Arch Rival finished their inaugural global splash with a sixth-place finish, which planted the seeds for eventual evolution.
One of her crowning achievements was on April 28, 2012 at the League’s debut at St. Louis’ Chaifetz Arena in front of 1,500 fans that resulted in the aforementioned M-80s’ 2012 championship triumph. Prior to the game, her image of badassery loomed mightily over the home of the St. Louis Billikens basketball team on the video screens.
The M-80s’ 188-139 victory over long-time rivals the Stunt Devils put the cherry (bomb) on top of the firecracker.
It also meant that the Siege highlighted her derby career with a trophy hoist and a “W” in the personal ledger in the city she truly loved.
During her tenure with the League, she also served as a skating official for GateKeepers Roller Derby, the men’s league sanctioned by the Men’s Roller Derby Association (MRDA). This was pretty significant as GKRD in 2011 held their first-ever local season in front of audiences at Midwest Sport Hockey in Ballwin.
With years of derby knowledge in the portfolio, the Siege executed her duties flawlessly and was respected by those that followed her in-game rulings.
She played partial seasons for the M-80s and the Saint Lunachix traveling b-team in 2013 until back issues forced retirement. Like most that hang up the quads, the Siege made the transition out of the sport that provided multiple years of pride, comfort and quasi-notoriety.
When diagnosed with Stage 3C ovarian cancer in January 2015, C.J. knew a greater, personal challenge loomed ahead.
In that stage, by definition, it meant that large deposits of cancer cells were found outside the spleen or liver, or that it had possibly spread to the lymph nodes. Either way, the situation was extremely serious.
Siege was able to rebound with treatments from Washington University’s Siteman Cancer Center and she made it known to others online that she appreciated the emotional/financial help and support during her fight over the first couple of years.
Even under duress during multiple chemotherapy treatments over the ensuing five-year stretch, the Siege continued to support ARCH. At the League’s “Be Your Own Hero” running event in 2018 at Carondolet Park, she attended as her spouse, former ARCH skater EnYa Nightmare, was conquering the 5K. She sat on a nearby bench at the race’s start with family dog in tow and a smile on her face.

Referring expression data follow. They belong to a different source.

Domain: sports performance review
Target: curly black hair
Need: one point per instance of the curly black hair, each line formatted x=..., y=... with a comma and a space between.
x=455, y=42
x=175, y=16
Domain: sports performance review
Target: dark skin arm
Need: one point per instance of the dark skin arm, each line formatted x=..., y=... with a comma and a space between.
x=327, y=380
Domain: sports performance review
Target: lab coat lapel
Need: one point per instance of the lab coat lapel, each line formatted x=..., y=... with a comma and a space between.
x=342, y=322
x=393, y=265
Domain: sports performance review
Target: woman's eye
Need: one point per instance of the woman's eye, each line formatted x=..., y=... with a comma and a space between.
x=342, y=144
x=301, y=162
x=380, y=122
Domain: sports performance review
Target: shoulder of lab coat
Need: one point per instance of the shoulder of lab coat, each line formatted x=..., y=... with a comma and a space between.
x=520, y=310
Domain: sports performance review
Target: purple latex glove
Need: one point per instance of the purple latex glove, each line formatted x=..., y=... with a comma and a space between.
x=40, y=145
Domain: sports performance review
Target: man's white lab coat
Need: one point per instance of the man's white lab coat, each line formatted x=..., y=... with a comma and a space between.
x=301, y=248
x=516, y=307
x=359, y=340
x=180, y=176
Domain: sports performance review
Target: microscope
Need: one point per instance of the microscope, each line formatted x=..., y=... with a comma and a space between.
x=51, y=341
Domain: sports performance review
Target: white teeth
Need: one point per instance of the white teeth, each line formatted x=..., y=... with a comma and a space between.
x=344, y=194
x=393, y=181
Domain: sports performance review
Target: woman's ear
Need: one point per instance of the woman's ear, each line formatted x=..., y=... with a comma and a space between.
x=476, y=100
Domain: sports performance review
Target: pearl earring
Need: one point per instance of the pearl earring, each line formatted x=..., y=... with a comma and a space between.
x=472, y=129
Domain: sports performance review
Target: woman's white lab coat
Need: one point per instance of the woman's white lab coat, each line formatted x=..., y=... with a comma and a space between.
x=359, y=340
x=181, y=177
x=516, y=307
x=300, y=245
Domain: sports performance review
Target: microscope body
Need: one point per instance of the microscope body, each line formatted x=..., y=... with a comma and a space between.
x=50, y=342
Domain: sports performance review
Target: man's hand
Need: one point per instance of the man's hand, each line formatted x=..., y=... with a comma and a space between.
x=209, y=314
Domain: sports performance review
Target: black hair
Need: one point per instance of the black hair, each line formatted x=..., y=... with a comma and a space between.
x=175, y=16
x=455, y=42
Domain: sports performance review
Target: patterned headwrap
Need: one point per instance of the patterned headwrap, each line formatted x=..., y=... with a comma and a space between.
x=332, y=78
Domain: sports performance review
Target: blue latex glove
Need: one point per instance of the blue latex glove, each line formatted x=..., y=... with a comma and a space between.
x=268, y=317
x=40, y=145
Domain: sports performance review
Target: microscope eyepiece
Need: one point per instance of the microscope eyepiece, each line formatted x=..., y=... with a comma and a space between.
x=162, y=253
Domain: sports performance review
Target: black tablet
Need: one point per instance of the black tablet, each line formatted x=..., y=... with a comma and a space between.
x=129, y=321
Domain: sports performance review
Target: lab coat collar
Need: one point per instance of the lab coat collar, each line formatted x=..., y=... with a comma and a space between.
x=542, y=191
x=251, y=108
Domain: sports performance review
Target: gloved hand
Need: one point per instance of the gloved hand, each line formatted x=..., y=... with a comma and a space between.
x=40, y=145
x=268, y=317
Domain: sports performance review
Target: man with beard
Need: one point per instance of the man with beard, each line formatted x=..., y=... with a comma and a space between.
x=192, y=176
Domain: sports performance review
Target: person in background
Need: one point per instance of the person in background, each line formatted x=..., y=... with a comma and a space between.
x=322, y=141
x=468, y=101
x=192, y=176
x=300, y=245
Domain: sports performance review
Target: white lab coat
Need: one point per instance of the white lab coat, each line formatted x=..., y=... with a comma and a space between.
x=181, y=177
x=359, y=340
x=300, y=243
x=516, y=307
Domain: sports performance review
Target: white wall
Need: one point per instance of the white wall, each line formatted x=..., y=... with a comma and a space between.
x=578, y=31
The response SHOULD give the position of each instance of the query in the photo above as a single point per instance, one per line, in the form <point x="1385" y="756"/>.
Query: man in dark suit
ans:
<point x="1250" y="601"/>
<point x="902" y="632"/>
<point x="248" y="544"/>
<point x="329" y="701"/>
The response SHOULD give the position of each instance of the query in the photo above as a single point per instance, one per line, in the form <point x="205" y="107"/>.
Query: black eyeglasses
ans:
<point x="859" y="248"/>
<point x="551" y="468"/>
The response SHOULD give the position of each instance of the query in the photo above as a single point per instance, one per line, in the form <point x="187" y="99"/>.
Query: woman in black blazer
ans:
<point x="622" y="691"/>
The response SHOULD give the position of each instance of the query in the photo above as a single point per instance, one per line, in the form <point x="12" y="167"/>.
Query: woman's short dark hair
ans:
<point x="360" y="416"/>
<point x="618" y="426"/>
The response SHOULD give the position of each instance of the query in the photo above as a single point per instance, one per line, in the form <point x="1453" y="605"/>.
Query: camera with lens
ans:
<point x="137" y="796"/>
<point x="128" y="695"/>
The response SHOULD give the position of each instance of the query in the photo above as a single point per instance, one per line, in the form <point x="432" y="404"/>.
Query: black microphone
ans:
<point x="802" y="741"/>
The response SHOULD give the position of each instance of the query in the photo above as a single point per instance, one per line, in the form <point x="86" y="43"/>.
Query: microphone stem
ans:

Perhaps we didn’t notice it at the time, but we definitely know it now. C.J. was a hero that day and perpetually displayed that fighting spirit right up to her passing.
Although losing a member of the Arch Rival community is tough on the surface, and we still miss our friends that left us earlier, there is actually something positive to be gained thanks to the memories reflected that provide healing during somber times.
C.J. represented all that’s right with roller derby…and perhaps life in general. Be competitive and athletic. Have fun and display flair while you do it. Be serious while simultaneously not take yourself too seriously.
Most of all, be brave.
The Siege was a monumental asset of Arch Rival Roller Derby during our early growth and progression and we can’t thank her enough for the years of service and dedication to the League.
ARCH gives its deepest condolences to C.J.’s wife, Michelle, and to her family, friends and former Leaguemates.
The Siege was a true competitor, both on and off the flat-track.
And one can bet that somewhere up there, she is already shaking things up and making things right.